In the absence of significant architectural improvements, the traditional answer to the growing BI problem is to continue to add more hardware. For example, a company may use an Oracle DBMS, an HP server and a storage solution from EMC. As their system grows, they may add Hitachi storage and a second server. These types of systems require data and user applications to be continuously tuned and optimized.
Terabyte-scale databases that continue to grow steadily put tremendous strain on these systems. Even in cases where the user base and data set are relatively stable, current BI systems often fail to meet their basic goal of delivering vital business information in order to make timely decisions. From an administration standpoint, this current patchwork of solutions is extremely difficult and time-consuming to manage and maintain. From the business-user point of view, it is frustrating and does not provide the agility and performance the users are looking for. These strains occur because vendors have upgraded these systems incrementally over the years rather than change the underlying architecture to address the unique requirements of today's terabyte-scale databases.
The issues with current BI architectures are evident across a broad range of companies and industries. While the system strain will become worse in the next few years, these problems exist today and are plaguing both business users and database administrators. Applied to BI, a data warehouse appliance is a machine capable of retrieving valuable decision-aiding intelligence from terabytes of data in seconds or minutes versus hours or days. Appliances represent the difference between making a decision using stale data and making one using the freshest information possible.
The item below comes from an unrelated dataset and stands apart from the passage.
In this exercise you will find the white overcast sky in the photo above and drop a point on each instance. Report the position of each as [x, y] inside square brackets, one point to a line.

The Maturation of the Data Warehouse Appliance
The data warehouse appliance is designed specifically for the streaming workload of BI and is built using commodity components. It architecturally integrates hardware, DBMS and storage into one opaque device and combines the best elements of SMP and massively parallel processing (MPP) approaches into one that allows a query to be processed in the most optimized way possible. A data warehouse appliance is architected to remove all the bottlenecks to data flow so that the only remaining limit is the disk speed - a data-flow architecture where data moves at streaming speeds. Through standard interfaces, a data warehouse appliance is fully compatible with existing BI applications, tools and data. It has an extremely low total cost of ownership and is very simple to use.